Within our Amazon Web Services (AWS) environment, we utilise a strict Identity Account Management framework. Access to the Root Account at AWS is held only by the Tribal Habits CEO with a two-factor login process. Other employee access to AWS is limited to the CTO and is also conducted via two-factor authentication. Security Policies are applied to all AWS identities, limiting access to servers, databases and file storage based on their role and/or purpose. AWS Guard Duty is activated to alert any unusual IAM (or API) activity. We have separate AWS accounts for production and staging environments, as well as for finance and disaster recovery, to provide additional layers of protection between our core infrastructure. 

Outside of AWS, we utilise a centralised password management system for all Tribal Habits staff and our applications and integrations. Internally, we require minimum 20 character randomly generated passwords. The password management system conducts regular audits of staff logins to ensure strong passwords and allows for bulk-password changes in the event of any security concern.

What are the password requirements for customers?

The passwords for customers and their users are stored in an encrypted environment (salted and hashed). Passwords must meet minimum requirements (8 characters, upper and lower characters, including a number or non-standard character). Passwords can be set or reset by customer administrators, but cannot be viewed. Users can also request password resets of their own password through an automated email service. Tribal Habits user accounts are automatically locked after 10 failed password attempts and can only be unlocked by their portal administrator. Neither Tribal Habits staff nor portal admins can see or access user passwords.

How are users and privileges managed within the Tribal Habits portal?

All users within Tribal Habits have a unique log-in ID. This log-in ID is tracked each time it us used to access a portal. Each log-in ID can only access the unique Tribal Habits portal is it assigned to. Each log-in ID is linked to a twelve hour time-expiring session cookie.

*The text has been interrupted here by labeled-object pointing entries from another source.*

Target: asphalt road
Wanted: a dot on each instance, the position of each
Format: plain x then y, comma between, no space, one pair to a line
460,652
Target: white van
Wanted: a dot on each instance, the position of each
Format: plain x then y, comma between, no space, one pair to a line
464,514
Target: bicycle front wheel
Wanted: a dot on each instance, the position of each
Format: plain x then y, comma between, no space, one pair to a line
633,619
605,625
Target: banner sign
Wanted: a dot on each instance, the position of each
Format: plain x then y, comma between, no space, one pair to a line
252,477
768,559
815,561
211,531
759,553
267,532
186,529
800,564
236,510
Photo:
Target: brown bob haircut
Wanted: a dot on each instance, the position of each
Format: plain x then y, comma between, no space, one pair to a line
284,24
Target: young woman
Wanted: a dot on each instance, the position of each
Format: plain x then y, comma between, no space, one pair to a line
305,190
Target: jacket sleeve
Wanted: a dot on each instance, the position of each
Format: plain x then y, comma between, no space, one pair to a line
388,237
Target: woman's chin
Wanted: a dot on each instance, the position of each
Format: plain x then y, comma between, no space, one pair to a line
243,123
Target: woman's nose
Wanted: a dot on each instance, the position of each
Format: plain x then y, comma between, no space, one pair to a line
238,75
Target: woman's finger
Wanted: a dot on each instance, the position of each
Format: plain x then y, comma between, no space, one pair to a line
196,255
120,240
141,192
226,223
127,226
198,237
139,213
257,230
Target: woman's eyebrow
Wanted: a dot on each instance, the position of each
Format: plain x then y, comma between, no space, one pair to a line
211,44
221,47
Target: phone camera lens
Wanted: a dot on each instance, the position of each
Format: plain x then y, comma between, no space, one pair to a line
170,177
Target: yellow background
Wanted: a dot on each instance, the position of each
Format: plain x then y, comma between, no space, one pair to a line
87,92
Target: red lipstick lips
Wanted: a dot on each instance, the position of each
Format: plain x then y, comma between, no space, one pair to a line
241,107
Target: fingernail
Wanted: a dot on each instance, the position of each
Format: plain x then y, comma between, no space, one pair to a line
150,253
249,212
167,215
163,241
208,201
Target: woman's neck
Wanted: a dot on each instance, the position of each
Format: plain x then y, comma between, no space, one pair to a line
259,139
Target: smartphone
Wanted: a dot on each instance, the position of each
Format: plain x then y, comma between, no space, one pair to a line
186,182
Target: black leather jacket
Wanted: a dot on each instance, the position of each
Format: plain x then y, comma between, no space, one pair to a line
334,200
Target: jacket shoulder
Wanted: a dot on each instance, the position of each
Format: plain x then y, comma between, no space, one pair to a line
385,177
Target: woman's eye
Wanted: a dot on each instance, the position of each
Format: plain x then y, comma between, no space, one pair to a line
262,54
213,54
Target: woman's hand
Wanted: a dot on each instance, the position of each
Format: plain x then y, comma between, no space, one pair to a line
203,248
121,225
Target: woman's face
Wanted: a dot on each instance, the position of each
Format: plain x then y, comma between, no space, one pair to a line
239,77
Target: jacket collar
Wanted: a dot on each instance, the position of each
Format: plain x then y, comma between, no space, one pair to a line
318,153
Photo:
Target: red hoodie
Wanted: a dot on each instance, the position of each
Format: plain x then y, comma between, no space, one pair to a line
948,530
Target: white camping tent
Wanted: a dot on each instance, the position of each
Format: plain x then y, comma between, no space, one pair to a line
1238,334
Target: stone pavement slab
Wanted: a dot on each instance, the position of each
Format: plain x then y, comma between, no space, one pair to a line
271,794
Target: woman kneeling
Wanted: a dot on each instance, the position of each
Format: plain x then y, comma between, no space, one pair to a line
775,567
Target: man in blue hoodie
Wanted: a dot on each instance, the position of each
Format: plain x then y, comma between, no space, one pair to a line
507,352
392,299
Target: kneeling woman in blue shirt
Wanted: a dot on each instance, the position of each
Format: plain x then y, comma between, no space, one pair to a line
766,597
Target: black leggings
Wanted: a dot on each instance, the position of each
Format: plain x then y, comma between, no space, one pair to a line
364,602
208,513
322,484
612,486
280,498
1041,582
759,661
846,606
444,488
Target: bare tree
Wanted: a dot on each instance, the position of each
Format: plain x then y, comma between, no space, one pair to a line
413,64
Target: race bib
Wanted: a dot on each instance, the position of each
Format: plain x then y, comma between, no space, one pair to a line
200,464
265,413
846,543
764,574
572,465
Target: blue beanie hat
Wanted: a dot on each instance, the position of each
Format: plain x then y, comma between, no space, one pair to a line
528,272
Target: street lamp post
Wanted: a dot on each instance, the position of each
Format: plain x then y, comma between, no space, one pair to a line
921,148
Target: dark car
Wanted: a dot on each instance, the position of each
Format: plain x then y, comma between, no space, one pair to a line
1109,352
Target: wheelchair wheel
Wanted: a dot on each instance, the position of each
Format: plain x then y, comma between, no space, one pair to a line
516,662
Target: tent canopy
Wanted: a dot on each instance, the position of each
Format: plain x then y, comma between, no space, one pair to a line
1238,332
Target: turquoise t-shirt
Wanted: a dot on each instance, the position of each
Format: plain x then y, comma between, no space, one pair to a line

Some users within each Tribal Habits portal can be granted Administrative privileges for their portal. Administrative privileges can only be granted by an existing Administrator within your platform. To provide support, servicing and testing, some Tribal Habits staff have Super Administrator privileges which grant access to all Tribal Habits portals. Super Administrators can only be created manually by the Tribal Habits CEO and CTO, and are restricted to vetted internal Tribal Habits staff only.

Can customers use single-sign-on authentication?

Yes. Tribal Habits supports the SAML 2.0 single sign on (SSO) protocols for customers wishing to further improve user security. Please contact Tribal Habits Support to activate SAML on your portal.

What steps does Tribal Habits take to improve employee security?

All employees must successfully complete a security background check before working at Tribal Habits. Tribal Habits regularly communicates with staff about its obligation to safeguard confidential information. We provide online training on confidentiality, privacy, and information security for all new employees. In addition, all staff are required to complete an annual privacy and security training and are tested on the materials presented. Every employee must follow our code of conduct, sign a confidentiality and non-disclosure agreement as a condition of employment, and follow our information security policies. We conduct random audits of each employee’s IT and physical security measures.